Image courtesy of PBS/Frontline

In spite of this, on the 26th of February, 2016, I found myself driving south from Ohio toward the eastern starting point of the Mexican border, on the Gulf of Mexico in Brownsville, Texas. Most of the news from the border comes with obvious bias. I was bringing something unique to the border with me. I had fresh eyes. My opinions on the Mexican border were abstract and removed. All that I understood were the geographical facts of the landscape and that the border represents a political hot button. In all honesty, I left home significantly less informed about the Mexican border than many of our foreign readers.

My destiny was out there, laid along the rough terrain of the 1,989-mile border. Fortunately, I have a strong sense of curiosity that drives me on, because my total trip ended at 8,174 miles and lasted for a total of 31 days.

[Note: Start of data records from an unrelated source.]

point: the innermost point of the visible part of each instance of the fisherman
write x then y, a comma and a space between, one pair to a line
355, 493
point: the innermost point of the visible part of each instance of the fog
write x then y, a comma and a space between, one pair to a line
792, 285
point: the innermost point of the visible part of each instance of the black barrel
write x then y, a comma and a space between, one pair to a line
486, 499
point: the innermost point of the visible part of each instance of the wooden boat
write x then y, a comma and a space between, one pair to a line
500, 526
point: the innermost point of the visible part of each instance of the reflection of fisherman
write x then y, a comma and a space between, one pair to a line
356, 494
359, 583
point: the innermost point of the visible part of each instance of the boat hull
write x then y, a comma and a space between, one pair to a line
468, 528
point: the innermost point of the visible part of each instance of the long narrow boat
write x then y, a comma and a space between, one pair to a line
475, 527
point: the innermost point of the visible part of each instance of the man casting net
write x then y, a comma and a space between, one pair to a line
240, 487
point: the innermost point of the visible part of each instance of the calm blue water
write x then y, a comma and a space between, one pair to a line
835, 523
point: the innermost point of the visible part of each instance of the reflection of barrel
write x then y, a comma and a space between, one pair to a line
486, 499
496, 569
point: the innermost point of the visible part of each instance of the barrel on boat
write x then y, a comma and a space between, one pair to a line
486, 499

On the border, I primarily encountered what I would consider light pockets of civilization at metropolitan crossroads—shared-nation cities such as El Paso, Laredo, Nogales, San Diego, and Yuma. As I drove along the border, I became aware of the spatial intersection of numerous activists, agencies, criminal enterprises, factions, non-government organizations, and militias, all at odds with one another. The scene is from Iraq, not America.